While Roar has not yet received the official figures regarding the Champion Hill – Hilton move, we have estimated the approximate minimum cost of the operation to be over 1.5 million pounds. While this is a clear sign that none of these mishaps occurred as a result of malicious intent, it is also an incredibly large sum, which could no doubt have been spent on more productive ventures, had this issue not arisen. Perhaps it is time for King’s to take a broader look at all of their accommodations, to optimise them one by one and prevent issues rather than simply treating them when they crop up.

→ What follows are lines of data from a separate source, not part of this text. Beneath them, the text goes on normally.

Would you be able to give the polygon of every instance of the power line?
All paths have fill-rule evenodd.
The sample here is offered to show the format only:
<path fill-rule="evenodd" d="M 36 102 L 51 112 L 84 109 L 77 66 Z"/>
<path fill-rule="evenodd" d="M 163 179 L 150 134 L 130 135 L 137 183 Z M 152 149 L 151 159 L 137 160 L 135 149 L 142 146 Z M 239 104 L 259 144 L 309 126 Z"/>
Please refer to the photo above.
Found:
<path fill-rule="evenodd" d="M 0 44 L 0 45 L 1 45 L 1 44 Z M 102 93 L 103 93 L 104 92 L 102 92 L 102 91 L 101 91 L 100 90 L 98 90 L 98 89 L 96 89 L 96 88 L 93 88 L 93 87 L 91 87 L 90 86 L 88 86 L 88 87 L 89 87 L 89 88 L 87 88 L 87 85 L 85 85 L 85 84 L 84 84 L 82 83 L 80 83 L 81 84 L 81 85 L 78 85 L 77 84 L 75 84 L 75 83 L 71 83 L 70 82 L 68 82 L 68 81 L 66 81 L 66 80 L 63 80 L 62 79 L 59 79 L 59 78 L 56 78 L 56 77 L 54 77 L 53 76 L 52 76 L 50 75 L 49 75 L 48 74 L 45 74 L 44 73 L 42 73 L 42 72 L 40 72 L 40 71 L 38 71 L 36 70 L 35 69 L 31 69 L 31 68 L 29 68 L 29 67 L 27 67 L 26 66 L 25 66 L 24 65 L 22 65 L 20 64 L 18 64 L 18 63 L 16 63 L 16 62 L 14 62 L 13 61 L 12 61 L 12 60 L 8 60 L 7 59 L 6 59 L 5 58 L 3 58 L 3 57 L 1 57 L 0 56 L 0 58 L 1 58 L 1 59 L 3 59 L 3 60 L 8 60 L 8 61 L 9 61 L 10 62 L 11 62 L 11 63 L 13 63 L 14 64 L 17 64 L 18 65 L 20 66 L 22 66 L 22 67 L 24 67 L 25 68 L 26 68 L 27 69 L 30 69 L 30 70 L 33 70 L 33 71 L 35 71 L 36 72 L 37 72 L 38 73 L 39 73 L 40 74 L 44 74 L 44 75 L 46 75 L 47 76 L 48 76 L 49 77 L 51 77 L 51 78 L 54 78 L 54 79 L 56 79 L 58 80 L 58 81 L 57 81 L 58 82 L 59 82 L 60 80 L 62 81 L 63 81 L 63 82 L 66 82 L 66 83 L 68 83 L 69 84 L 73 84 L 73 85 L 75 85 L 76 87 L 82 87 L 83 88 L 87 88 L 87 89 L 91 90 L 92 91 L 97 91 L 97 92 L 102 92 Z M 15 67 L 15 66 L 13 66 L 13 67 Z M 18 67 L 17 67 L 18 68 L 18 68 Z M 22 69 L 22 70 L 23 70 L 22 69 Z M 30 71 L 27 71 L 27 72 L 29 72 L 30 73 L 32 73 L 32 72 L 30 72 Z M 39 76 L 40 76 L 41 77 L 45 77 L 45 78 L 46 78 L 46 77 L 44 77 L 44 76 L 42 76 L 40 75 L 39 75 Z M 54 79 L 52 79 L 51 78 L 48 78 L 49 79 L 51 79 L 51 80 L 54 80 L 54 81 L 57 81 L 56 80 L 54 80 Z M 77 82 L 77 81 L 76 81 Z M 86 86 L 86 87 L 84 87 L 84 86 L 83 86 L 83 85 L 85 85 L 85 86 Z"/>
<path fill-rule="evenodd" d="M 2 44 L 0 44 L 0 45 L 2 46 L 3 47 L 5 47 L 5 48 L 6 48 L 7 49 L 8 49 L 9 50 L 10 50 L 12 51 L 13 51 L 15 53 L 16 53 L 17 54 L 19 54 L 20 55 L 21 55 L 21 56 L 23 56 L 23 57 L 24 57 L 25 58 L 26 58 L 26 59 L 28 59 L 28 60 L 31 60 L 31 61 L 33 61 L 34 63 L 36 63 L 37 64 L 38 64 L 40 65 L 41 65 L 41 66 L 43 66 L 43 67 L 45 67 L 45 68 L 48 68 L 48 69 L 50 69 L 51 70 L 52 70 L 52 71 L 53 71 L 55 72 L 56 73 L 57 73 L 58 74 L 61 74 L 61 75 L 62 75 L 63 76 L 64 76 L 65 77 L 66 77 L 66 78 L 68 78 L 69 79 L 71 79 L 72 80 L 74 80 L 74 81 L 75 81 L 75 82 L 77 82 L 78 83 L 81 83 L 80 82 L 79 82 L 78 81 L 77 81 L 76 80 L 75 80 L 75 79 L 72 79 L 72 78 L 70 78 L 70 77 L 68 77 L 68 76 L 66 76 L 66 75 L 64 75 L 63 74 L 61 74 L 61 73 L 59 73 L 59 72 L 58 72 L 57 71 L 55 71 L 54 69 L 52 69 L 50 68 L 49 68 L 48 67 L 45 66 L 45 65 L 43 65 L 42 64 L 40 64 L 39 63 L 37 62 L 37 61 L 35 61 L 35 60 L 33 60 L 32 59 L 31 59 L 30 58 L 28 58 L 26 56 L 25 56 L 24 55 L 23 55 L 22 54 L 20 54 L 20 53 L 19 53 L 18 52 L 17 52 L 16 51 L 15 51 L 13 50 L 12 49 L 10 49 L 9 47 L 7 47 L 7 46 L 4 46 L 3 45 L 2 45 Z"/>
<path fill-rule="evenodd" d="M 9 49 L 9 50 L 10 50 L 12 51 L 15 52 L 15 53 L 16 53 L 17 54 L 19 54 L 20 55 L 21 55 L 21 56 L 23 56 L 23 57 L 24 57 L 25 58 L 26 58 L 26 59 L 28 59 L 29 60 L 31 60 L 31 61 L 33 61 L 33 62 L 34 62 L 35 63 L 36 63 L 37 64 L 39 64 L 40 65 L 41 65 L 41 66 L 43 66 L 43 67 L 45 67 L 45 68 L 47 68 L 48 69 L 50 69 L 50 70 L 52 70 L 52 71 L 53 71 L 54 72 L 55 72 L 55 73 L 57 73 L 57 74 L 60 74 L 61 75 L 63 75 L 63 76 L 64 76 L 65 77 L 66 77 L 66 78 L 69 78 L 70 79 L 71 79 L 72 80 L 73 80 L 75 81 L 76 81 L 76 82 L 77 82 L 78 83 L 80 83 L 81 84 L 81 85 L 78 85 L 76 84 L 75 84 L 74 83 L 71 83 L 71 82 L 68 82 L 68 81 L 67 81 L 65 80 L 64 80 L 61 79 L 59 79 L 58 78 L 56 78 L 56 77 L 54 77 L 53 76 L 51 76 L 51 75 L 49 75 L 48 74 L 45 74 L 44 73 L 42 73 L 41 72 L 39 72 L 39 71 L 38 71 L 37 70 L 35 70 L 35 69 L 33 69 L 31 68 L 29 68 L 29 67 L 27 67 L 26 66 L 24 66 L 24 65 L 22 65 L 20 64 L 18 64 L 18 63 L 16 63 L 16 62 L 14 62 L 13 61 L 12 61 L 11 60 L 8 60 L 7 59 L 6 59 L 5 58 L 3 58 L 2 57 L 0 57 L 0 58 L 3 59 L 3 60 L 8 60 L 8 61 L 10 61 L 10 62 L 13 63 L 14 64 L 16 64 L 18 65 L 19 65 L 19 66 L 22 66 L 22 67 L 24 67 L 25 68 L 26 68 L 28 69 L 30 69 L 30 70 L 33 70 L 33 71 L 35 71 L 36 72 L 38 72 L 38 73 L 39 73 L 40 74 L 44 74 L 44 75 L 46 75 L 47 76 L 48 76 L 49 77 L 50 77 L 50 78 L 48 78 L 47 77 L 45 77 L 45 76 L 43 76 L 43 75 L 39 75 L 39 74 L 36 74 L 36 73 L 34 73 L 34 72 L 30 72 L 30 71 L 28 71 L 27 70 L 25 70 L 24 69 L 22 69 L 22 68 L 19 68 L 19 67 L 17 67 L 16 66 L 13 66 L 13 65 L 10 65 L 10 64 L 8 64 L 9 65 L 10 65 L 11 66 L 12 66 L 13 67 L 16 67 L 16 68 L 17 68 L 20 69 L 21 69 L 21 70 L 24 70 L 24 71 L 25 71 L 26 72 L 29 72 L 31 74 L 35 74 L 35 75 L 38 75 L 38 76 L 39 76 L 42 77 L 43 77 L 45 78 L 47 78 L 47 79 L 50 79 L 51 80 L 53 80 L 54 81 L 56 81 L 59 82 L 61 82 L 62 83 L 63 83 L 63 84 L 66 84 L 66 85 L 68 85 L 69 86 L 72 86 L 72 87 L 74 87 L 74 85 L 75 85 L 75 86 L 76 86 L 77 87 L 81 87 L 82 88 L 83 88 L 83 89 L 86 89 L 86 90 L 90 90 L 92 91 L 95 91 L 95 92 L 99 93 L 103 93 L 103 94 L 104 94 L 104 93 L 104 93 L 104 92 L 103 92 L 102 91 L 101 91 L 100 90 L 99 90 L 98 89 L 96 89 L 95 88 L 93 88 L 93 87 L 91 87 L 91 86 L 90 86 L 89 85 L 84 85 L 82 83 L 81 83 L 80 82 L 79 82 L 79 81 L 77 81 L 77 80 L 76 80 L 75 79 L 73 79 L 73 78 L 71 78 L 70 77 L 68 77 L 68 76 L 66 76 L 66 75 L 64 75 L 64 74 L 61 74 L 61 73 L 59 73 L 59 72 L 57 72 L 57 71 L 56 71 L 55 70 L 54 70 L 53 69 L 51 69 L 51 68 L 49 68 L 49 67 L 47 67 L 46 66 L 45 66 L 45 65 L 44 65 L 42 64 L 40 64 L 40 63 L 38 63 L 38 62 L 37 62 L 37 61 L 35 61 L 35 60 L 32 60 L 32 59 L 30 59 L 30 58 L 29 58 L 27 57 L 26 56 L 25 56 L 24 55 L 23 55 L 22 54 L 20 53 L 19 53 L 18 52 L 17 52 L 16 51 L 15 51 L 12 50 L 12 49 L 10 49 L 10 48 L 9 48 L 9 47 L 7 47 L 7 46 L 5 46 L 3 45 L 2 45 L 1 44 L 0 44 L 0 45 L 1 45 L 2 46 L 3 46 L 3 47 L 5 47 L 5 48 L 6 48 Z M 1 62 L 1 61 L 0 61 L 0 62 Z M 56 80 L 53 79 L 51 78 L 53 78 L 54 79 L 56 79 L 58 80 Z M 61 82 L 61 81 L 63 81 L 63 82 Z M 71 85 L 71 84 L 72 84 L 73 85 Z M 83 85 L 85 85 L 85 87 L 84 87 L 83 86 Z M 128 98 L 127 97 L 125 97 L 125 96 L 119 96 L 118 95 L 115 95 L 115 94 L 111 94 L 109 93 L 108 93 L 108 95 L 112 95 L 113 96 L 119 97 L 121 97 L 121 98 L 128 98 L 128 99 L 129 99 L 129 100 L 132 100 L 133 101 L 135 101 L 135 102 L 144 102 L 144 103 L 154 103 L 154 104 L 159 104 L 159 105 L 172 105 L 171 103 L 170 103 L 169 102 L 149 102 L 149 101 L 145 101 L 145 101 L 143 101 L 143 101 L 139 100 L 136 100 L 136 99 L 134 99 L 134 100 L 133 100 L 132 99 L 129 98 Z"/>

A university’s most important asset is its students. Other aspects are important, of course: funding, skilled professors, and facilities to name but a few. But the students are the reason for any university’s existence and the way in which they ensure their status, both academically and in world rankings. A student’s performance is dependent on factors outside of the university, however, including where they live. As of right now, students based at King’s Accommodations can not be sure of having a stable place to live at the end of the day.
From extremely inefficient maintenance teams to overbooked rooms, to being uprooted just before exams begin, living in accommodation has proven an extremely stressful experience for many this year.
Perhaps now would be the time for the King’s Residences team to take a closer look at each accommodation. What works well in each residence and what does not? What could be improved and which strategies could be rolled out in each building to ensure the highest functionality possible in their operations? Does the college itself need to take more direct action in each residence’s upkeep – especially in the case of accommodations run in tandem with third parties such as Unite Students?
King’s College London is a world-class university – its student housing should reflect that.